Carroll elected to use her exhibition budget to ship the Riviera to Germany and utilize the museum as a parking place to store the car. After it was determined that there was no physical way to get the car into the museum, unless it was to be completely disassembled, the decision was made to crash the car into the baroque/neoclassical façade of the Staatliches Museum für Völker-kunde München on Maximillianstrasse in Munich, leaving it there for the duration of the exhibition and eliminating the need for parking in New York City as if it was an accident. Carroll worked with an engineer to determine the speed and angle at which she should approach the museum in order to ascend the building’s steep entrance stairs to execute the accident perfectly and to make the car stop working, in reference to the title of the exhibition. (It was 35 miles per hour and an 18 degree angle.)
As the exhibition approached, the ship’s oceanic transit was delayed due to heavy snowstorms in the Atlantic, and Carroll realized that she might miss the opening; an early disembarking in Liverpool and a drive through the Chunnel and across France and Germany seemed the only way by which she might arrive on time. She changed the port of call and her travel arrangements and made an appointment with the director of the Tate Liverpool, Dr. Christoph Grunenberg. But before leaving, she contacted the shipping agent in Liverpool to check on the location of the ship and was told that it had only gotten as far as the eastern seaboard, in Nova Scotia—meaning that she would be late regardless and it was easier to have the car in the country it ultimately needed to be in. She switched the port of call back to the original one, Bremerhaven, on the North Sea, and asked the Tate Liverpool to send a note to Galerie der Künstler at the Staatliches Museum für Völkerkunde München stating that she would be late for the exhibition.

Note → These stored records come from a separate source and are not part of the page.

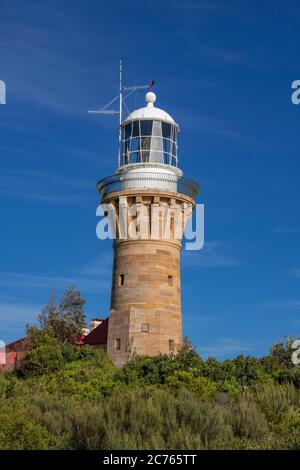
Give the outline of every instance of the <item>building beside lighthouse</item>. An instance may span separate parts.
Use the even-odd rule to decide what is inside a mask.
[[[176,352],[182,341],[181,238],[199,191],[178,165],[179,125],[154,93],[145,98],[121,122],[115,175],[97,184],[115,213],[106,350],[118,366],[132,355]]]

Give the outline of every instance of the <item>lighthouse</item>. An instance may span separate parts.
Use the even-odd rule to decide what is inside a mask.
[[[152,91],[145,101],[120,120],[118,167],[97,184],[116,221],[107,354],[118,366],[182,342],[180,252],[199,192],[178,165],[178,123]]]

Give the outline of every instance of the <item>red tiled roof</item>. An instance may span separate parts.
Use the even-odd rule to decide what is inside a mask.
[[[16,341],[13,341],[12,343],[9,343],[6,345],[6,353],[12,352],[12,351],[24,351],[26,349],[26,343],[27,343],[27,338],[21,338],[17,339]]]
[[[98,344],[107,343],[107,330],[108,330],[108,318],[103,320],[100,325],[98,325],[93,331],[91,331],[87,336],[84,337],[84,344],[89,344],[90,346],[96,346]]]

Carroll arrived in Bremerhaven two weeks after the opening in Munich, picked up the Riviera, and drove to Berlin where she met the critic and curator Peter Herbstreuth and the photographer Alyssa DeLuccia. They drove together to Munich the next day and crashed the car into the Staatliches Museum für Völkerkunde München at 9 p.m. while a music performance was taking place inside the museum. When Carroll walked into the performance, she was asked, “How did you get here?” She responded, “I drove.”
At the time Carroll made Late, she was using and dismantling a conceptual Rube Goldberg/stream-of-consciousness method of artmaking that had at its foundation the idea of the accident. Late grafted onto this process concerns with product placement and lateness as a form of institutional critique. The piece bookends another project of Carroll’s, Stronger Than Dirt, which relates to the incident where the Doors sold “Light My Fire” to Buick for a commercial unbeknownst to Jim Morrison, who stopped the transaction by threatening to break up the band. In response, Morrison added the popular jingle from Ajax detergent, “Stronger Than Dirt,” to the end of “Touch Me” when the Doors performed at the Fillmore in 1967. Late also makes oblique reference to the misappropriation by the advertising agency Weiden and Kennedy of Fischli and Weiss’s The Way Things Go for a Honda television commercial.